Department of Anatomy, Physiology and Cell Biology, Center for Comparative Respiratory Biology and Medicine, School of Veterinary Medicine and Center for Health and the Environment, University of California at Davis, Davis, California.
Pharmacology and Toxicology Department, College of Pharmacy, University of Arizona, Tucson, Arizona.
Am J Physiol Lung Cell Mol Physiol. 2022 Sep 1;323(3):L308-L328. doi: 10.1152/ajplung.00349.2021. Epub 2022 Jul 19.
The translational value of high-throughput toxicity testing will depend on pharmacokinetic validation. Yet, popular in vitro airway epithelia models were optimized for structure and mucociliary function without considering the bioactivation or detoxification capabilities of lung-specific enzymes. This study evaluated xenobiotic metabolism maintenance within differentiated air-liquid interface (ALI) airway epithelial cell cultures (human bronchial; human, rhesus, and mouse tracheal), isolated airway epithelial cells (human, rhesus, and mouse tracheal; rhesus bronchial), and ex vivo microdissected airways (rhesus and mouse) by measuring gene expression, glutathione content, and naphthalene metabolism. Glutathione levels and detoxification gene transcripts were measured after 1-h exposure to 80 µM naphthalene (a bioactivated toxicant) or reactive naphthoquinone metabolites. Glutathione and glutathione-related enzyme transcript levels were maintained in ALI cultures from all species relative to source tissues, while cytochrome P450 monooxygenase gene expression declined. Notable species differences among the models included a 40-fold lower total glutathione content for mouse ALI trachea cells relative to human and rhesus; a higher rate of naphthalene metabolism in mouse ALI cultures for naphthalene-glutathione formation (100-fold over rhesus) and naphthalene-dihydrodiol production (10-fold over human); and opposite effects of 1,2-naphthoquinone exposure in some models-glutathione was depleted in rhesus tissue but rose in mouse ALI samples. The responses of an immortalized bronchial cell line to naphthalene and naphthoquinones were inconsistent with those of human ALI cultures. These findings of preserved species differences and the altered balance of phase I and phase II xenobiotic metabolism among the characterized in vitro models should be considered for future pulmonary toxicity testing.
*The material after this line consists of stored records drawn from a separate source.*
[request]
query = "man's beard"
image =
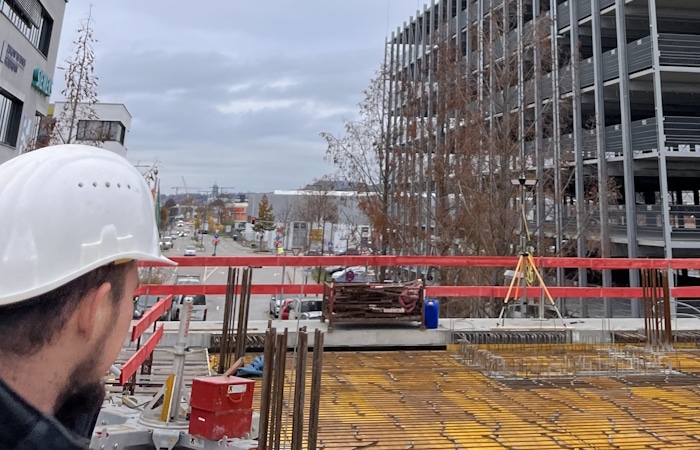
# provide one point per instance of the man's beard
(80, 400)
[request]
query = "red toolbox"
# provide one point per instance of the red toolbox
(221, 406)
(214, 425)
(222, 394)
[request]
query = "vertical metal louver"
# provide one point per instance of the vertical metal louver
(31, 9)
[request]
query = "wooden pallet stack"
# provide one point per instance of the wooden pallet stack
(373, 302)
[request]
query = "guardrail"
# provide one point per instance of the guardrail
(143, 357)
(433, 261)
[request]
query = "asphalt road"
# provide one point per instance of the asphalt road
(217, 275)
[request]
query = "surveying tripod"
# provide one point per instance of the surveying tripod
(525, 271)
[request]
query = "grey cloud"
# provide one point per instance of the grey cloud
(300, 67)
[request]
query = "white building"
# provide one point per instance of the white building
(103, 123)
(29, 33)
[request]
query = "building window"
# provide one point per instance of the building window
(100, 130)
(10, 113)
(32, 20)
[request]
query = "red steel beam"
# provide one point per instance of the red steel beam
(434, 291)
(129, 368)
(153, 312)
(437, 261)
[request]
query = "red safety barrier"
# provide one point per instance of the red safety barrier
(436, 261)
(139, 357)
(153, 313)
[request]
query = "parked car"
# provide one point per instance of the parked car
(286, 307)
(143, 303)
(166, 243)
(360, 274)
(306, 306)
(333, 269)
(311, 315)
(199, 307)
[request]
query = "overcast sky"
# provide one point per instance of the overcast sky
(231, 91)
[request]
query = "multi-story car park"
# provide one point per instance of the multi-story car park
(627, 76)
(29, 31)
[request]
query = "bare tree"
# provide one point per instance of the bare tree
(318, 207)
(364, 157)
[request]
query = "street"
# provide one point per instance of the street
(259, 308)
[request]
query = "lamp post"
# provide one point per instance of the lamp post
(522, 181)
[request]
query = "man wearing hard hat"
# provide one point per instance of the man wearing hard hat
(74, 221)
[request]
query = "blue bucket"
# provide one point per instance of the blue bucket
(432, 313)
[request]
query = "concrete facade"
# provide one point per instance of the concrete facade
(105, 123)
(29, 33)
(625, 76)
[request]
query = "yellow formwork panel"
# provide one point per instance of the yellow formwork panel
(432, 401)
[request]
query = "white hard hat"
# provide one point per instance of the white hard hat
(66, 210)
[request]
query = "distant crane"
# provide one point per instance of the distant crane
(177, 188)
(184, 186)
(220, 188)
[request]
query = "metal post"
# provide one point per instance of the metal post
(315, 400)
(627, 150)
(523, 249)
(299, 392)
(578, 150)
(179, 358)
(602, 157)
(661, 144)
(556, 136)
(266, 391)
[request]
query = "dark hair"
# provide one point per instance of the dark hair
(26, 326)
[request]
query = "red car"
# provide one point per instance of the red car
(286, 307)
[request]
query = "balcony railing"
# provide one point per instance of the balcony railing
(583, 11)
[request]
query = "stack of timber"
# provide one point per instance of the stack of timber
(373, 302)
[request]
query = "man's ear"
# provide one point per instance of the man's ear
(95, 311)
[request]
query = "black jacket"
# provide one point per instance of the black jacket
(23, 427)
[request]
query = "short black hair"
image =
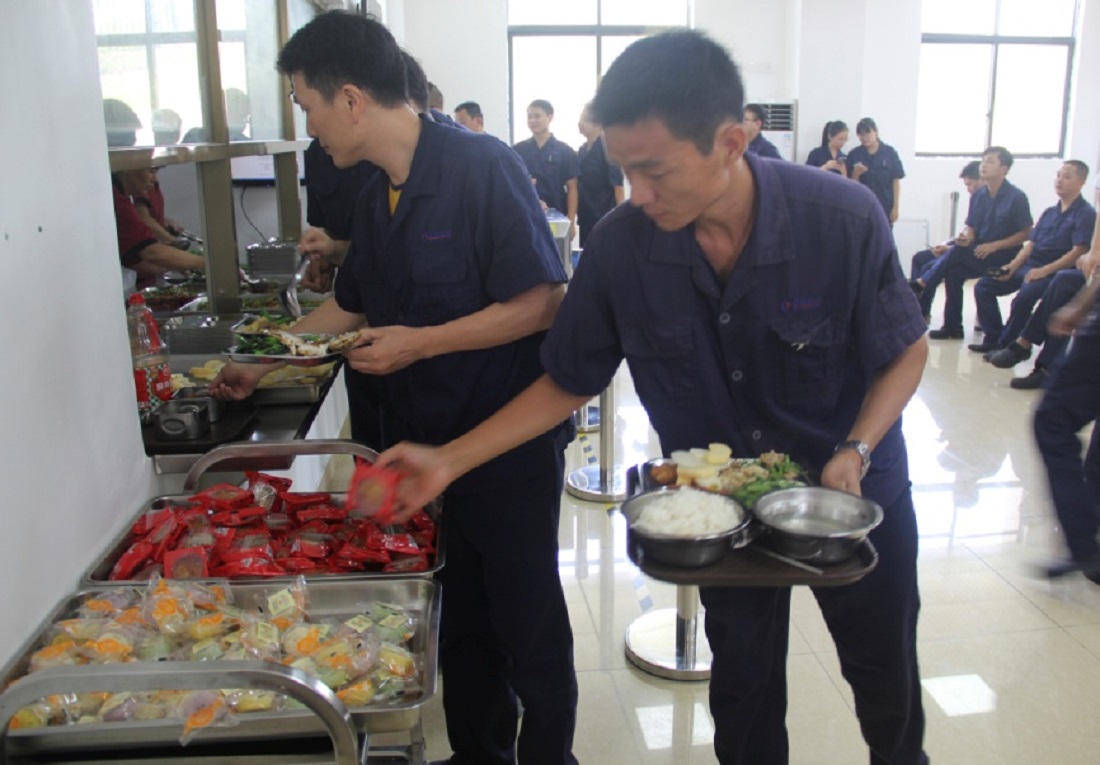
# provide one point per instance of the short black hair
(543, 105)
(338, 47)
(1003, 155)
(1082, 170)
(758, 111)
(471, 108)
(416, 83)
(681, 77)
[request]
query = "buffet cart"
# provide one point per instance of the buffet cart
(319, 728)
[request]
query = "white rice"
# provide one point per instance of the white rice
(689, 512)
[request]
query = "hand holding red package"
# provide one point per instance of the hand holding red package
(373, 492)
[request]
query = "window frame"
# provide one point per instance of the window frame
(994, 42)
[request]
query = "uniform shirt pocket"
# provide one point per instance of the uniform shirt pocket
(444, 287)
(812, 351)
(663, 362)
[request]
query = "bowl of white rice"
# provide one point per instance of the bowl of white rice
(682, 526)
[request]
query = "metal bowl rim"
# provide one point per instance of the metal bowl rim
(746, 518)
(857, 533)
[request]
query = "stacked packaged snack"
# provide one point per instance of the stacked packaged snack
(267, 531)
(365, 657)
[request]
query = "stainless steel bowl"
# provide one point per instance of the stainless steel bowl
(677, 550)
(811, 523)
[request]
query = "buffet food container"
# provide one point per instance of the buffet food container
(98, 574)
(325, 713)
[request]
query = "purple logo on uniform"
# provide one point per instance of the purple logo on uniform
(793, 305)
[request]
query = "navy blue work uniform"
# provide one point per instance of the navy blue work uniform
(595, 186)
(762, 146)
(1056, 232)
(330, 204)
(820, 155)
(991, 218)
(1059, 292)
(779, 357)
(468, 231)
(883, 167)
(1073, 401)
(551, 165)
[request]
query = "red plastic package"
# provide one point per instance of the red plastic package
(373, 492)
(128, 563)
(223, 496)
(186, 564)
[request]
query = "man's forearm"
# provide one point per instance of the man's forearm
(497, 324)
(889, 393)
(534, 412)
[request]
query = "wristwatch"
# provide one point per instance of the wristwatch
(861, 449)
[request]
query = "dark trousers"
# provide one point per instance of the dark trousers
(505, 627)
(873, 624)
(1073, 401)
(921, 261)
(364, 407)
(959, 266)
(988, 290)
(1062, 288)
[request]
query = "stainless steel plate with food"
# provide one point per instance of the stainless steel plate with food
(270, 346)
(683, 526)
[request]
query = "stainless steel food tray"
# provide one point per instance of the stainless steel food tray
(288, 393)
(327, 599)
(97, 575)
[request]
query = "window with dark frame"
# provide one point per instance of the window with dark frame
(996, 73)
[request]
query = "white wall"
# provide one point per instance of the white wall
(72, 467)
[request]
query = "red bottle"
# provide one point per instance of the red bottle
(152, 374)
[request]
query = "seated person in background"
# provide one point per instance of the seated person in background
(1059, 292)
(997, 225)
(139, 248)
(469, 115)
(752, 123)
(551, 163)
(829, 155)
(922, 260)
(1060, 236)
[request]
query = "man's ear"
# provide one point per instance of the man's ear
(730, 140)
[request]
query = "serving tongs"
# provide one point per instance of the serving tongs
(288, 295)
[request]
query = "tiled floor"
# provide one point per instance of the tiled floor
(1011, 665)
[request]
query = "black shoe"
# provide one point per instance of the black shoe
(1063, 567)
(1010, 356)
(1031, 382)
(946, 334)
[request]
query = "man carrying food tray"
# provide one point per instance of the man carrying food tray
(452, 277)
(761, 305)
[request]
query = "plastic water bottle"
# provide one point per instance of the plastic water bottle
(152, 373)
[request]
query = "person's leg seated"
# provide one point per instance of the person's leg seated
(748, 630)
(873, 624)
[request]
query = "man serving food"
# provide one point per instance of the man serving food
(761, 305)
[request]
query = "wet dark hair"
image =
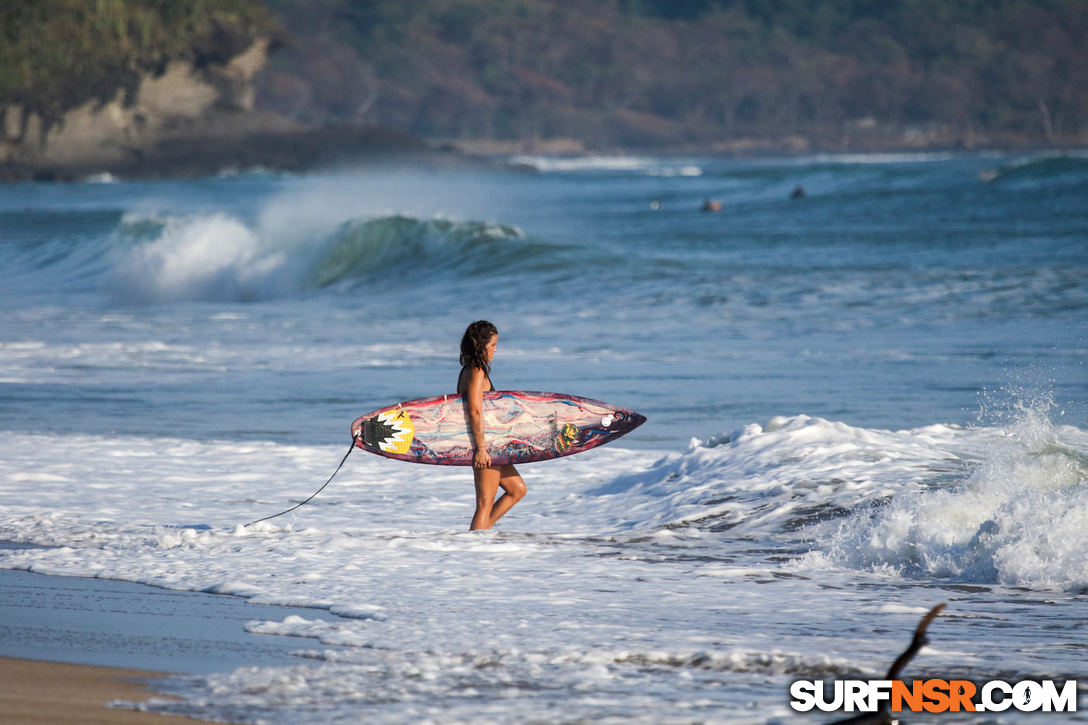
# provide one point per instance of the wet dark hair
(473, 344)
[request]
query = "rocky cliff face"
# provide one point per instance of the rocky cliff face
(135, 130)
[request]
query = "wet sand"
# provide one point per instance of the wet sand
(70, 646)
(38, 692)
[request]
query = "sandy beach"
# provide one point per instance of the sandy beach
(45, 692)
(71, 646)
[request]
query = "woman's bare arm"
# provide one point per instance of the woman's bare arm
(474, 395)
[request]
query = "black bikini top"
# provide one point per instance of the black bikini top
(491, 389)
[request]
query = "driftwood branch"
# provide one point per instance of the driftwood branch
(919, 640)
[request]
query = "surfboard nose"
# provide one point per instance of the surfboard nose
(630, 420)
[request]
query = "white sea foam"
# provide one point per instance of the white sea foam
(1020, 518)
(207, 258)
(630, 572)
(647, 166)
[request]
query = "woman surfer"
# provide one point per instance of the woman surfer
(478, 348)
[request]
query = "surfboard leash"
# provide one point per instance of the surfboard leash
(312, 494)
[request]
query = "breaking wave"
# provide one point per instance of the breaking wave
(1004, 504)
(221, 258)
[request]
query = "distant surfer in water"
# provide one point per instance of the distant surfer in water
(478, 348)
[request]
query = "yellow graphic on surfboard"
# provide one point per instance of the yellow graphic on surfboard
(392, 431)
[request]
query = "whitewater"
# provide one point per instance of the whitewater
(861, 404)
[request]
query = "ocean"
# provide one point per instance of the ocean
(862, 403)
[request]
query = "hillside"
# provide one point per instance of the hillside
(727, 74)
(168, 87)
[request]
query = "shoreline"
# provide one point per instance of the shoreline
(70, 646)
(45, 692)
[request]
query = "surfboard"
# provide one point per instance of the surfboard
(519, 427)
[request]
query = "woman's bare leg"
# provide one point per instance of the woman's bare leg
(487, 482)
(515, 490)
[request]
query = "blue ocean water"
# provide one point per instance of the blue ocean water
(861, 402)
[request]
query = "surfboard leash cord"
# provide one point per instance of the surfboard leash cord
(312, 494)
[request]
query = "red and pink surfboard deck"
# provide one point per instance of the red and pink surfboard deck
(519, 427)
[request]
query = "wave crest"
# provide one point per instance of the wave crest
(362, 248)
(221, 258)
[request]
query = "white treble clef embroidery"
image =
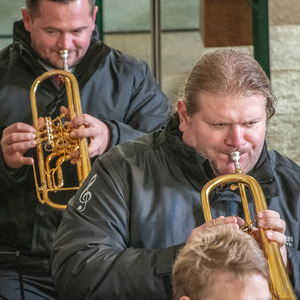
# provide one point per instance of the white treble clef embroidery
(86, 195)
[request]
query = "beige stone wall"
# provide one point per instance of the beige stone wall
(284, 12)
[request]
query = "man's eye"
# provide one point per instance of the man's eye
(220, 125)
(77, 31)
(51, 31)
(250, 124)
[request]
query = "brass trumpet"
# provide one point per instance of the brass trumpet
(279, 284)
(55, 138)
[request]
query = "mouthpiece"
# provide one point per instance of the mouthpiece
(64, 55)
(236, 157)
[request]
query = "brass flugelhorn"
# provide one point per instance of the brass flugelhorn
(54, 137)
(279, 284)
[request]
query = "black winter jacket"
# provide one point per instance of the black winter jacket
(138, 207)
(114, 87)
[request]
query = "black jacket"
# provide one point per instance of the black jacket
(114, 87)
(139, 206)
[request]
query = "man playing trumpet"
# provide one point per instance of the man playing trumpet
(145, 196)
(120, 101)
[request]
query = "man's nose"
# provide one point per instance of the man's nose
(235, 136)
(65, 41)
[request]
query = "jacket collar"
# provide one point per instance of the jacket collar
(199, 167)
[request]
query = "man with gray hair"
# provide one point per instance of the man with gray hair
(143, 201)
(120, 101)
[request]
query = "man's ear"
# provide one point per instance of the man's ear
(26, 19)
(181, 108)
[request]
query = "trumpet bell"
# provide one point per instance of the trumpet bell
(280, 285)
(55, 138)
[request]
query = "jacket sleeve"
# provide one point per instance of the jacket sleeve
(148, 108)
(92, 257)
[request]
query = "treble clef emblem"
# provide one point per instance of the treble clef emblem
(86, 195)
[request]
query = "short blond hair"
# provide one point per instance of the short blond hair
(231, 251)
(227, 72)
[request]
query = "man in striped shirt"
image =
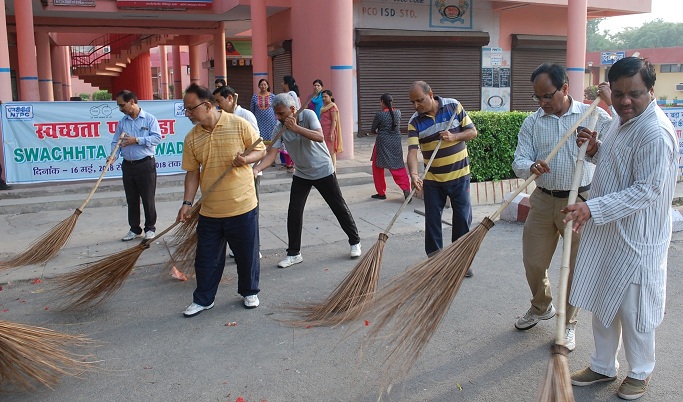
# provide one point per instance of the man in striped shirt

高通量毒性测试的转化价值将取决于药代动力学验证。然而,常用的体外气道上皮模型是针对结构和黏液纤毛功能进行优化的,而没有考虑到肺特异性酶的生物活化或解毒能力。本研究通过测量基因表达、谷胱甘肽含量和萘代谢,评估了分化的气液界面(ALI)气道上皮细胞培养物(人支气管;人、恒河猴和鼠气管)、分离的气道上皮细胞(人、恒河猴和鼠气管;恒河猴支气管)和离体微切割气道(恒河猴和鼠)中外源生物代谢的维持情况。在用 80µM 萘(一种生物活化的毒物)或反应性萘醌代谢物处理 1 小时后,测量了谷胱甘肽水平和解毒基因转录物。与来源组织相比,所有物种的 ALI 培养物中的谷胱甘肽水平和解毒相关酶的转录物水平均得到维持,而细胞色素 P450 单加氧酶基因表达下降。模型之间的显著物种差异包括:与人和恒河猴相比,鼠 ALI 气管细胞的总谷胱甘肽含量低 40 倍;与恒河猴相比,鼠 ALI 培养物中萘的代谢率更高,形成萘-谷胱甘肽的速率(比恒河猴高 100 倍)和形成萘二醇的速率(比人高 10 倍);1,2-萘醌暴露在某些模型中的作用相反-在恒河猴组织中耗尽谷胱甘肽,但在鼠 ALI 样本中增加。永生化支气管细胞系对萘和萘醌的反应与人类 ALI 培养物的反应不一致。这些发现表明,在体外模型中保留了物种差异,以及 I 相和 II 相外源生物代谢的平衡发生改变,在未来的肺毒性测试中应予以考虑。